With US inflation currently well above the Fed’s preferred 2 %, looser monetary policy may lead to a decline in dollar assets. It also might fuel a bubble in stocks and other speculative assets — and real estate.

Given these dangers, the US might have much more success if it concentrated on deregulating and massive subsidies for industries like those that Musk’s private companies rely on.

The US is so susceptible to inflation because of the lack of investment in productivity-boosting industries and technologies.

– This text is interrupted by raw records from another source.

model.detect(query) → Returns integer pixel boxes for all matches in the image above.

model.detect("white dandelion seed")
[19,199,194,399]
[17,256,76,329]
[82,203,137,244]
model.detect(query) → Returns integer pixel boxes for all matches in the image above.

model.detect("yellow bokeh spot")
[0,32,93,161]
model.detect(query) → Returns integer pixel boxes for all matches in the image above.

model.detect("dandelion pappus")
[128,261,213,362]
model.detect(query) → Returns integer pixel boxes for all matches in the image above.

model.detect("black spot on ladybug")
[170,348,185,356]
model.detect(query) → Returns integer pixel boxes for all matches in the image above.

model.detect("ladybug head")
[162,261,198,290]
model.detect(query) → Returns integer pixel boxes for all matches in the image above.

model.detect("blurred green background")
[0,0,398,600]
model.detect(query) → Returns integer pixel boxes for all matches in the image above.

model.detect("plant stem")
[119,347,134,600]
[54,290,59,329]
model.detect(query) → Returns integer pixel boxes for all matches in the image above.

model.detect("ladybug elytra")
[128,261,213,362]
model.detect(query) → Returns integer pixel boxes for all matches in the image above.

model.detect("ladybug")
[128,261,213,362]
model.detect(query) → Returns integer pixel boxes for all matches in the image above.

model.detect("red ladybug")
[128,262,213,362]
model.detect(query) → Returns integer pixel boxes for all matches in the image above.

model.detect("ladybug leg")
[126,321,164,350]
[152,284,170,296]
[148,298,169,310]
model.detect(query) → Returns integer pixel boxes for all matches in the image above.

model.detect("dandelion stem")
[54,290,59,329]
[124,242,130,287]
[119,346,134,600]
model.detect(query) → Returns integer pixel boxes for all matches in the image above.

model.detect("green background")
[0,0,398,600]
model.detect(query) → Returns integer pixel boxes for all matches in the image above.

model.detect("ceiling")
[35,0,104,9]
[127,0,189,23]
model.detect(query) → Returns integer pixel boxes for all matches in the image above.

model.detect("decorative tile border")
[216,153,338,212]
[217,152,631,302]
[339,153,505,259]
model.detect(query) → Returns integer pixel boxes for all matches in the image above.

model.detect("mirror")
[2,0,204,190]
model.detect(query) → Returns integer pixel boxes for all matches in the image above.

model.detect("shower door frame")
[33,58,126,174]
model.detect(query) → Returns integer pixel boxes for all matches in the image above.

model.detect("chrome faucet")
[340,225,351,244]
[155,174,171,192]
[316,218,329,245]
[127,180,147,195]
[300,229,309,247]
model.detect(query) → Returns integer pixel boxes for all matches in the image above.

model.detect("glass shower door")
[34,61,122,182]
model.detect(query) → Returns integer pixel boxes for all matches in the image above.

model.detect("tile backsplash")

In the meantime, Asia is doing its best to stay off Trump’s radar screen. There is a risk that burgeoning bilateral deficits could eventually lead to US tariffs on other Asian economies, according to Andrew Tilton, an economist at Goldman Sachs.

Tilton goes on to say that” Korea, Taiwan, and especially Vietnam have seen significant trade gains versus the US,” something Trump 2.0 isn’t likely to reverse. As such, Asia’s top trading nations may try to narrow surpluses to “deflect attention” from Team Trump.

According to Barclays Bank economist Brian Tan,” trade policy is where Trump is likely to be most consequential for emerging Asia in his second term as US president,” inflicting “greater pain” on more open economies.

Suffice it to say that the president doesn’t seem to realize that America’s debt excesses will also challenge the US government. So might the inflationary fallout from his beloved tariffs.